An Introduction to Stata Programming

Christopher F. Baum’s An Introduction to Stata Programming, Second Edition, is a great reference for anyone who wants to learn Stata programming.

 

Baum assumes readers have some familiarity with Stata, but readers who are new to programming will find the book accessible. He begins by introducing programming concepts and basic tools. More advanced programming tools such as structures and pointers and likelihood-function evaluators using Mata are gradually introduced throughout the book alongside examples.

 

This new edition reflects some of the most important statistical tools added since Stata 10. Of note are factor variables and operators, the computation of marginal effects, marginal means, and predictive margins using margins, the use of gmm to implement generalized method of moments estimation, and the use of suest for seemingly unrelated estimation.

 

As in the previous edition of the book, Baum steps the reader through the three levels of Stata programming. He starts with do-files. Do-files are powerful batch files that support loops and conditional statements and are ideal to automate your workflow as well as to guarantee reproducibility of your work.

 

He then delves into ado-files, which are used to extend Stata by creating new commands that share the syntax and behavior of official commands.
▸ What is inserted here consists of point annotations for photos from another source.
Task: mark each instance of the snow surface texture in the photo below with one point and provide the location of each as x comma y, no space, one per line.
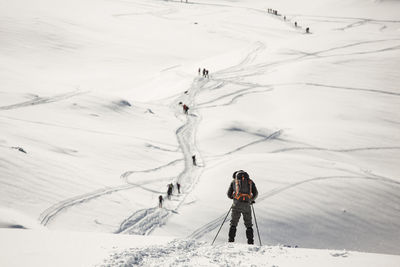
93,129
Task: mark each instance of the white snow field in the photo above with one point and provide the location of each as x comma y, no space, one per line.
92,131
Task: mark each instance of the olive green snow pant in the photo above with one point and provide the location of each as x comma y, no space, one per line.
238,208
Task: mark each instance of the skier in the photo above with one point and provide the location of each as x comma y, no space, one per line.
185,108
169,191
243,191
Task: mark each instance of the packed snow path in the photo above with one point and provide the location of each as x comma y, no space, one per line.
146,220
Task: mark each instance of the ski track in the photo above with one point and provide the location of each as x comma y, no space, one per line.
144,221
49,214
42,100
210,226
334,150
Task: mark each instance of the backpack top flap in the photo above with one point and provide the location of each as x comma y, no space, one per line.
243,188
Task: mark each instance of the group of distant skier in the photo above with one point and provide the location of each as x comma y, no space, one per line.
275,12
242,190
170,188
204,73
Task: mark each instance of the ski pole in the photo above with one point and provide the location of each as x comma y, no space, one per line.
255,219
221,226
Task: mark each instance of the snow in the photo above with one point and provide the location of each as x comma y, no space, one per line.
92,130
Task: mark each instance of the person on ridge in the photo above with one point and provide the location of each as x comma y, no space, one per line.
169,191
243,191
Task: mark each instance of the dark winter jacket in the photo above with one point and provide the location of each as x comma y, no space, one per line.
231,190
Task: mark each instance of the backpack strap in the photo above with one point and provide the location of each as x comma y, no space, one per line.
251,188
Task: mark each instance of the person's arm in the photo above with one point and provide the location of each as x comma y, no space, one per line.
230,191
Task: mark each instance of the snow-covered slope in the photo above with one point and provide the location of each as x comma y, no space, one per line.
92,129
52,248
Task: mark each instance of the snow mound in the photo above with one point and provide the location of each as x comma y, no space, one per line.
195,253
10,218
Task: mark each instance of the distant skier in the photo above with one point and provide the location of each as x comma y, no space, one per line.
243,191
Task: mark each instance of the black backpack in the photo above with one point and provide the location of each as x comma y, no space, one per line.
243,186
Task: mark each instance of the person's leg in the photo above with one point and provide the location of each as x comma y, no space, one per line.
248,223
234,222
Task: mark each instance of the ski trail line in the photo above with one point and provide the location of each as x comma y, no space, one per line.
144,221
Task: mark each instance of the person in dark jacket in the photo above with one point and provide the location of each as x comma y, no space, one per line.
243,191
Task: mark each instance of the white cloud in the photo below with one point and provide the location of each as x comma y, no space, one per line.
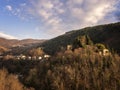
3,35
9,8
58,16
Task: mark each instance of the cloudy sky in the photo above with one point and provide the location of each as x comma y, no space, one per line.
44,19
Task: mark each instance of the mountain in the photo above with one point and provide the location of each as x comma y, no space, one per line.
107,34
14,46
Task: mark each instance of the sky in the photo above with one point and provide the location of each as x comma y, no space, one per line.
45,19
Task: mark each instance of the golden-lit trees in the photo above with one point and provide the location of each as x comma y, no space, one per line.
36,52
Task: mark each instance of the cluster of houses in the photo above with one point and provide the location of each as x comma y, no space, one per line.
23,57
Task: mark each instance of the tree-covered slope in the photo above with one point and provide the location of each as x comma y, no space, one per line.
107,34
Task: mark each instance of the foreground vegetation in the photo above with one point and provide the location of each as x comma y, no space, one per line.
68,70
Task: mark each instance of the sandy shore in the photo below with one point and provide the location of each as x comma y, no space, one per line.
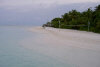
78,48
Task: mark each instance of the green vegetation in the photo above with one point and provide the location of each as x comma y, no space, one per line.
87,20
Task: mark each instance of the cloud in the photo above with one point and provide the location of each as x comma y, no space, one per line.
29,4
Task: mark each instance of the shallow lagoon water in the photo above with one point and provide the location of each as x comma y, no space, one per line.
12,54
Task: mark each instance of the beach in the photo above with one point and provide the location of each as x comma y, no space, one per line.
77,48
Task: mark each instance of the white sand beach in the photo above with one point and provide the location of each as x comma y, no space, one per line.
77,48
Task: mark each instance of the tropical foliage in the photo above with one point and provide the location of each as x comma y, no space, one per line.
87,20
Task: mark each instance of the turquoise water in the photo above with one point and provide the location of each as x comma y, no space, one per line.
12,54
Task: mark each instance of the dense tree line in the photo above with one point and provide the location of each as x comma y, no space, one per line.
87,20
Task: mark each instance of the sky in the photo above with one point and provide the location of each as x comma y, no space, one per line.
38,12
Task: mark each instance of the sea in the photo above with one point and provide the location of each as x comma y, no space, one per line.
13,54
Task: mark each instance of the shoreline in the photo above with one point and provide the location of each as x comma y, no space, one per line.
77,48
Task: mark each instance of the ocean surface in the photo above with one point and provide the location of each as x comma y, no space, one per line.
13,54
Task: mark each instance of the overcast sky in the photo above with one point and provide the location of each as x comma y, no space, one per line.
37,12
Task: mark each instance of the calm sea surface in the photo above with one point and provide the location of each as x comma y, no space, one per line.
12,54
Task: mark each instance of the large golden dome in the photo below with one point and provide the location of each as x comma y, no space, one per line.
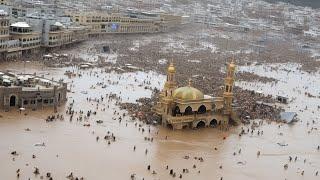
188,93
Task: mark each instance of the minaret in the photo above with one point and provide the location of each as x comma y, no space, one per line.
228,84
166,98
171,83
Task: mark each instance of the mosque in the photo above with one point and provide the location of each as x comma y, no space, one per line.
188,107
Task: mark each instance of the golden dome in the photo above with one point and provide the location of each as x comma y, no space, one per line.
171,68
232,65
188,93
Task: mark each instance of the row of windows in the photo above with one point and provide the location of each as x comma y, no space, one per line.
31,44
4,23
44,101
29,39
111,19
4,32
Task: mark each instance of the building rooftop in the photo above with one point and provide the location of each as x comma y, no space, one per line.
3,13
20,24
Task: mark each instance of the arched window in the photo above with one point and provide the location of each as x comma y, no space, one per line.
202,109
176,111
188,111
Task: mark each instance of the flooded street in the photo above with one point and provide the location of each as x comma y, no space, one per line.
72,147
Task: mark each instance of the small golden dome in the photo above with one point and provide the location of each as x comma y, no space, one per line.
232,65
171,68
188,93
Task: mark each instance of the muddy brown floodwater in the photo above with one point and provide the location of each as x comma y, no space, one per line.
72,147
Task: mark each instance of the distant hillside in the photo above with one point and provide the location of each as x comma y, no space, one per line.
309,3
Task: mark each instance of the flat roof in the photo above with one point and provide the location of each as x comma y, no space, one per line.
20,24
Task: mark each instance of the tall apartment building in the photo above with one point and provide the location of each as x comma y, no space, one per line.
4,32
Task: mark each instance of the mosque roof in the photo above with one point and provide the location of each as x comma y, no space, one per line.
188,93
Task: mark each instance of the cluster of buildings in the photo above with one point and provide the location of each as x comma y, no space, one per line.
188,107
30,91
26,27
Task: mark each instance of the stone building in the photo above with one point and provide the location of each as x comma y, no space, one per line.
30,91
188,107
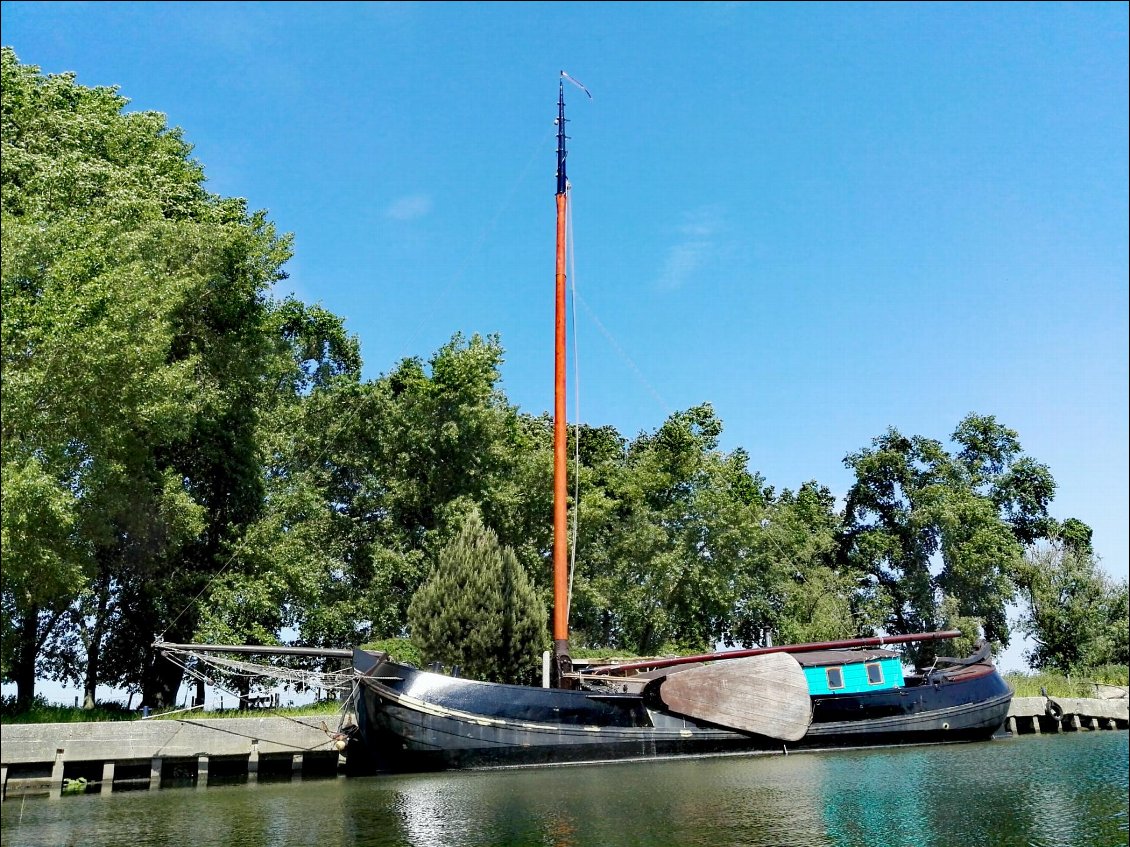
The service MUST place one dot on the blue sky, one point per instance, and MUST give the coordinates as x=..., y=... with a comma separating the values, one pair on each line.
x=823, y=219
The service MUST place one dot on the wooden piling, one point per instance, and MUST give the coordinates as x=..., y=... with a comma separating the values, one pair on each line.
x=201, y=771
x=155, y=767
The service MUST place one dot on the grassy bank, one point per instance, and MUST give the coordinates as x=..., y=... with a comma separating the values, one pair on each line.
x=1085, y=683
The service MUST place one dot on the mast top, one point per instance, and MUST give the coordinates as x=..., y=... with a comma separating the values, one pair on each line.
x=562, y=180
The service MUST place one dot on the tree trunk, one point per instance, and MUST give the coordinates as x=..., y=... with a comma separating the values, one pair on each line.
x=94, y=645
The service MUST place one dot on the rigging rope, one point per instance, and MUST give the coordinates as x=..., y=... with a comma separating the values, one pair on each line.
x=576, y=393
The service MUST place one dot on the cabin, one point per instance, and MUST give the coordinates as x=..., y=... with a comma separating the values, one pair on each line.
x=851, y=672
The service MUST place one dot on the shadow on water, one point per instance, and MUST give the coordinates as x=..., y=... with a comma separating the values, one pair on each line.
x=1031, y=792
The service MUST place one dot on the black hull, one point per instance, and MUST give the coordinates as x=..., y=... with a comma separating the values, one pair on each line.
x=414, y=721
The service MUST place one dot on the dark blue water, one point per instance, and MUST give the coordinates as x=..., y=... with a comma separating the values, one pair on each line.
x=1029, y=792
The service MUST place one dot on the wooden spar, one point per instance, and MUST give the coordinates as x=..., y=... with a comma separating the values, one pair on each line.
x=257, y=648
x=848, y=644
x=561, y=504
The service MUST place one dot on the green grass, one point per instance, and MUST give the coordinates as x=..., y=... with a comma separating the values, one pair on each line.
x=1058, y=684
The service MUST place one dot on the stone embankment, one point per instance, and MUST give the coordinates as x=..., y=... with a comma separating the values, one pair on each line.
x=1059, y=714
x=148, y=754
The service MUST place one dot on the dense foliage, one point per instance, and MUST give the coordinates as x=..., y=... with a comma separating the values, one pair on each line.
x=478, y=611
x=185, y=456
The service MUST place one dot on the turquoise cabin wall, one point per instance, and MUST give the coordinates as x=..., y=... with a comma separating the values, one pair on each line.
x=854, y=678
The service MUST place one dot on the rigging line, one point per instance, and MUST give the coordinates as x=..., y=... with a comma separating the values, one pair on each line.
x=353, y=413
x=576, y=395
x=611, y=340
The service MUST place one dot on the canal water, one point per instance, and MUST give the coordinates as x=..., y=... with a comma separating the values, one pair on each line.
x=1028, y=792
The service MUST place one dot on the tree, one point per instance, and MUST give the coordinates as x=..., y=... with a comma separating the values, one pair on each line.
x=478, y=609
x=135, y=345
x=1076, y=614
x=941, y=533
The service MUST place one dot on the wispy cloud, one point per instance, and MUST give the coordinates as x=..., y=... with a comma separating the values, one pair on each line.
x=694, y=247
x=410, y=207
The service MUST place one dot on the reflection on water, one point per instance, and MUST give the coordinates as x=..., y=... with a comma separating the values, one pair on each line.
x=1031, y=792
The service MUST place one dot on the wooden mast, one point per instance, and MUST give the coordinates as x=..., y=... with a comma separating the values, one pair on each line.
x=563, y=664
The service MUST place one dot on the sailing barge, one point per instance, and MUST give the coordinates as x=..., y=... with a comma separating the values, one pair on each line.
x=810, y=696
x=806, y=696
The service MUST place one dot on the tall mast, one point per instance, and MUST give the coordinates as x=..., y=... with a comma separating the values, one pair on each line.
x=562, y=662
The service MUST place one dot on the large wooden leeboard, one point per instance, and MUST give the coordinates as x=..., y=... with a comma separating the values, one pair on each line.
x=765, y=695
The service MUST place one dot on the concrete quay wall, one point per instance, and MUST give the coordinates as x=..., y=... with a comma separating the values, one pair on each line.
x=131, y=754
x=197, y=751
x=1058, y=714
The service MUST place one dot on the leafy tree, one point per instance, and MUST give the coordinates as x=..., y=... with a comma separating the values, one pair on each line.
x=1076, y=614
x=478, y=609
x=941, y=533
x=135, y=345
Baum gives an example of how to write a command to calculate percentiles and the range of a variable, complete with documentation and certification.

 

After introducing the fundamentals of command development, Baum shows users how these concepts can be applied to help them write their own custom estimation commands by using Stata’s built-in numerical maximum-likelihood estimation routine, ml, its built-in nonlinear least-squares routines, nl and nlsur, and its built-in generalized method of moments estimation routine.

 

Finally, he introduces Mata, Stata’s matrix programming language. Mata programs are integrated into ado-files to build a custom estimation routine that is optimized for speed and numerical stability. Baum briefly discusses how ado-file programming concepts relate to Mata functions and objects. He also explains some of the advantages of using Mata for certain programming tasks. Baum introduces concepts by providing the background and importance of the topic, presents common uses and examples, and then concludes with larger, more applied examples he refers to as “cookbook recipes”.

 

Many of the examples are of particular interest because they arose from frequently asked questions from Stata users. If you want to understand basic Stata programming or want to write your own routines and commands using advanced Stata tools, Baum’s book is a great reference.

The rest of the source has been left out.